Location: Forage Seed and Cereal ResearchTitle: Statistical power in plant pathology research
|Gent, David - Dave|
|ESKER, PAUL - Universidad De Costa Rica|
|KRISS, ALISSA - Syngenta Crop Protection|
Submitted to: Phytopathology
Publication Type: Peer Reviewed Journal
Publication Acceptance Date: 8/24/2017
Publication Date: 1/31/2018
Citation: Gent, D.H., Esker, P.D., Kriss, A.B. 2018. Statistical power in plant pathology research. Phytopathology. 108(1):15-22.
Interpretive Summary: When a treatment effect exists but is not detected in study it is termed a type II error. These errors are most likely to occur when studies lack sufficient statistical power to detect a treatment size of interest. Power of a statistical test depends on several factors, for example how large a treatment effect is, variability in the data, and sample size. This review presents information on why analysis of power is important, how to improve power, and some practical examples of how power analysis can be used to improve experimental design.

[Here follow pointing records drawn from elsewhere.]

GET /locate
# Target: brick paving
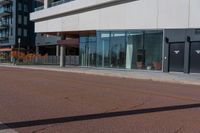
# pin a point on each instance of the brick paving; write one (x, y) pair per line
(44, 101)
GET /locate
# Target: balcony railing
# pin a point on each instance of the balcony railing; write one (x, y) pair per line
(5, 2)
(59, 2)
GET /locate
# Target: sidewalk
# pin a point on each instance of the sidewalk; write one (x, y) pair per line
(181, 78)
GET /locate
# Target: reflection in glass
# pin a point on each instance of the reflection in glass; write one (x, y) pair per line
(118, 52)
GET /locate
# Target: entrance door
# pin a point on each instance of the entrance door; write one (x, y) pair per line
(195, 57)
(176, 63)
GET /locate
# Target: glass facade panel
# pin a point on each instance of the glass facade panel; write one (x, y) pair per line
(88, 51)
(117, 49)
(153, 50)
(103, 50)
(133, 49)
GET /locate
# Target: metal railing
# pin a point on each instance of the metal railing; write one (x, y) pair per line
(59, 2)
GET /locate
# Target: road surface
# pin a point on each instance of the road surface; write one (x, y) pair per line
(35, 101)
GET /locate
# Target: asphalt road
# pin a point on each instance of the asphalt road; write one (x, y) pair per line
(34, 101)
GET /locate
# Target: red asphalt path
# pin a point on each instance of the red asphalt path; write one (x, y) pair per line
(35, 101)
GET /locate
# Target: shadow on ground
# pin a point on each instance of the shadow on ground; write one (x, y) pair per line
(95, 116)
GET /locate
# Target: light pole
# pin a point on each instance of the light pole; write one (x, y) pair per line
(19, 43)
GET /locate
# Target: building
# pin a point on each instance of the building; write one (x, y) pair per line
(127, 34)
(16, 31)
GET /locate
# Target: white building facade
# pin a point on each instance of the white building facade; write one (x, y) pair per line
(128, 34)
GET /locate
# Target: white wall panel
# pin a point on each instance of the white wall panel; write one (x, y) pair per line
(141, 14)
(113, 17)
(173, 13)
(70, 23)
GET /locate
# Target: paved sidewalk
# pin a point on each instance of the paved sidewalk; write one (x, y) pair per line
(181, 78)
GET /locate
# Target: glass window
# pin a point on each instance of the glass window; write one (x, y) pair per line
(25, 20)
(19, 19)
(25, 8)
(135, 54)
(88, 51)
(20, 6)
(25, 33)
(153, 49)
(103, 49)
(117, 47)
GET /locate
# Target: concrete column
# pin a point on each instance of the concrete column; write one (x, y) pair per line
(187, 55)
(11, 57)
(166, 55)
(62, 56)
(57, 50)
(37, 50)
(46, 4)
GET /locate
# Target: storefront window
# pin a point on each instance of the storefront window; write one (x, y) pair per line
(153, 50)
(135, 49)
(117, 47)
(88, 51)
(103, 50)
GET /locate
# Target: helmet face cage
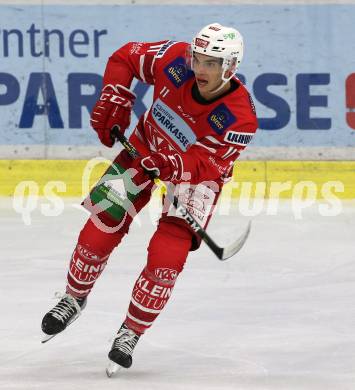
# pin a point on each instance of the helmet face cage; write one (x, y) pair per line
(218, 41)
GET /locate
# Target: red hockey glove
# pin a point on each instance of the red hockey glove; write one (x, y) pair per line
(167, 166)
(113, 108)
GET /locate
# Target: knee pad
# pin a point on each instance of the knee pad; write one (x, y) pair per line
(168, 249)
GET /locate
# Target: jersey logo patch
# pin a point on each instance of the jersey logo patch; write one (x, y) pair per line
(237, 138)
(173, 125)
(177, 72)
(164, 48)
(221, 118)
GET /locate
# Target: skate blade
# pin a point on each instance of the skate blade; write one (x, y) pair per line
(47, 337)
(112, 368)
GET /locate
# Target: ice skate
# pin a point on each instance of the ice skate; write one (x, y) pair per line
(121, 350)
(66, 311)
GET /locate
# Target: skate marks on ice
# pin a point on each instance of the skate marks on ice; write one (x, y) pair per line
(280, 318)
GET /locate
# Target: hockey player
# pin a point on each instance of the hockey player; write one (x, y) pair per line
(200, 120)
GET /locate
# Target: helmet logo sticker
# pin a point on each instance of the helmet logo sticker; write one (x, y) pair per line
(221, 118)
(178, 72)
(201, 43)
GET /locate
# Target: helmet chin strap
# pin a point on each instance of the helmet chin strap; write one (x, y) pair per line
(224, 81)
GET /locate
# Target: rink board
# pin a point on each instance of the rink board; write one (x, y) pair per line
(67, 178)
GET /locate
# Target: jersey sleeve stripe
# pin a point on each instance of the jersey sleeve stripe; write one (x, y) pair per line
(141, 65)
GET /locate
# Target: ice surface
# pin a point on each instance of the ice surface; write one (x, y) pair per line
(279, 315)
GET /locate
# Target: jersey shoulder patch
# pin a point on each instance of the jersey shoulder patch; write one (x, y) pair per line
(177, 71)
(221, 118)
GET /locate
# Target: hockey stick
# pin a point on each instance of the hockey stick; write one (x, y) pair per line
(223, 253)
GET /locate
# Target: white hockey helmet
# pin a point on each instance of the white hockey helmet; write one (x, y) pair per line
(223, 42)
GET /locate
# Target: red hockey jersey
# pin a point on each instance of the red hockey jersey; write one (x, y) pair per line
(209, 135)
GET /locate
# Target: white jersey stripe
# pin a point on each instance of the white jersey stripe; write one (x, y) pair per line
(214, 140)
(80, 281)
(141, 64)
(140, 307)
(129, 315)
(206, 147)
(79, 291)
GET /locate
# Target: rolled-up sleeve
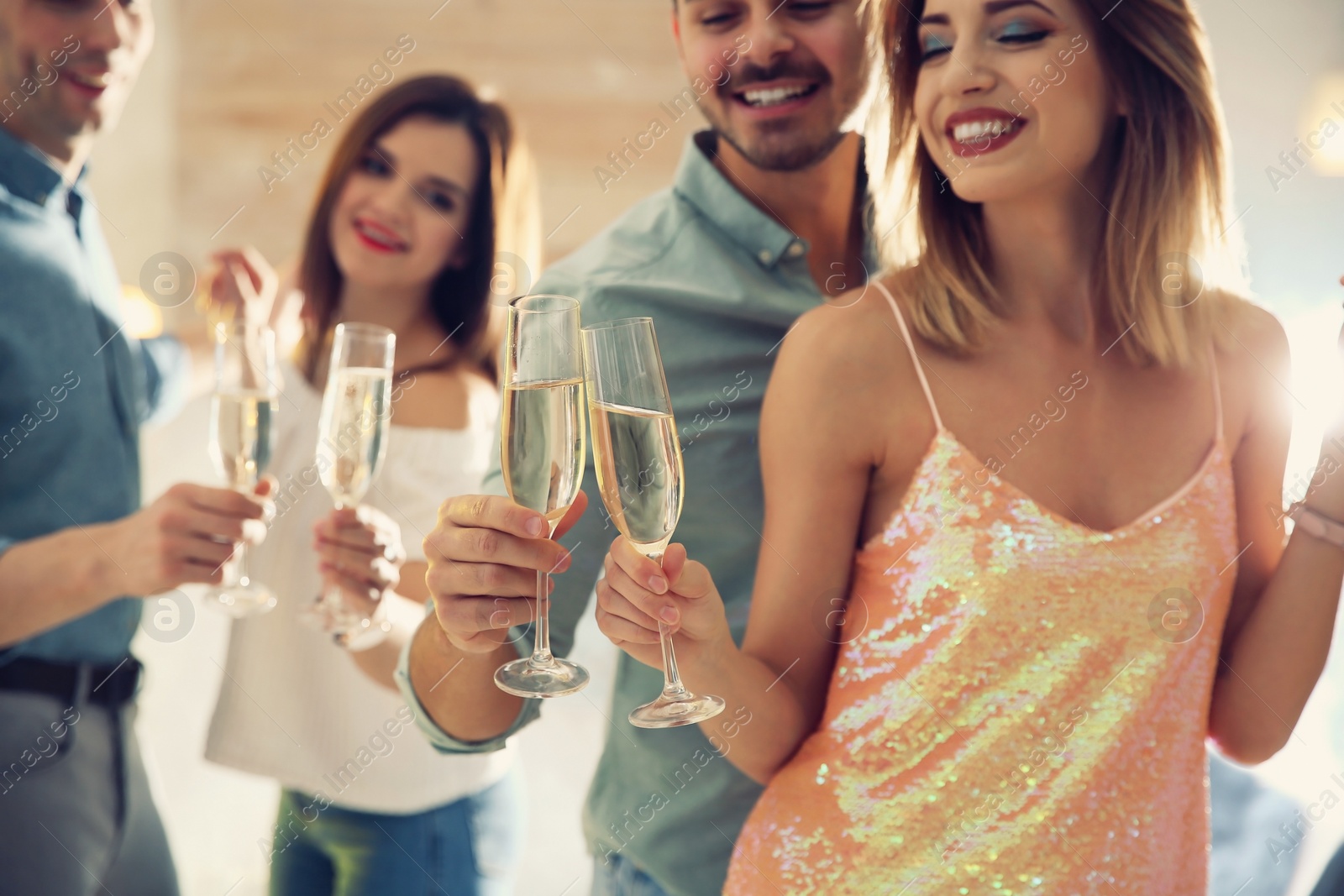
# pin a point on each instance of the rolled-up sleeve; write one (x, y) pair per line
(167, 364)
(438, 738)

Technical Abstract: In null hypothesis testing, failure to reject a null hypothesis may have two potential interpretations. One interpretation is that the treatments being evaluated indeed may not have a significant effect, and a correct conclusion was reached in the study and analysis. Alternatively, a treatment effect may have existed but the study concluded there was not a significant effect. This is termed a type II error, and these errors are most likely to occur when studies lack sufficient statistical power to detect a treatment (effect) size of interest. Power of a statistical test is dependent on the size of a treatment effect (also known as the effect size), variance, sample size, and significance criterion (a threshold). Low statistical power is prevalent in scientific literature in general, including plant pathology. Power analysis is rarely reported in plant pathology literature, creating uncertainty in the interpretation of negative results and potentially underestimating small, yet biologically significant relationships. The appropriate level of power for a study depends on the impact of type I versus type II errors and no single level of power is acceptable for all purposes. Nonetheless, by convention 0.8 is often considered an acceptable threshold in many studies. While there is not a single appropriate level of power, studies with power less than 0.5 generally should not be conducted if the results of that study are intended to be conclusive. The emphasis on power analysis should be in the planning stages of an experiment. Commonly employed strategies that increase power include increasing sample sizes, selecting a less stringent level of a, increasing the hypothesized effect size, focusing studies on as few treatment groups as possible, and reducing variability of measurements through use of greater precision and inclusion of relevant covariates. The net impact of a properly conducted power analysis typically is to more efficiently use resources and better focus the research questions addressed.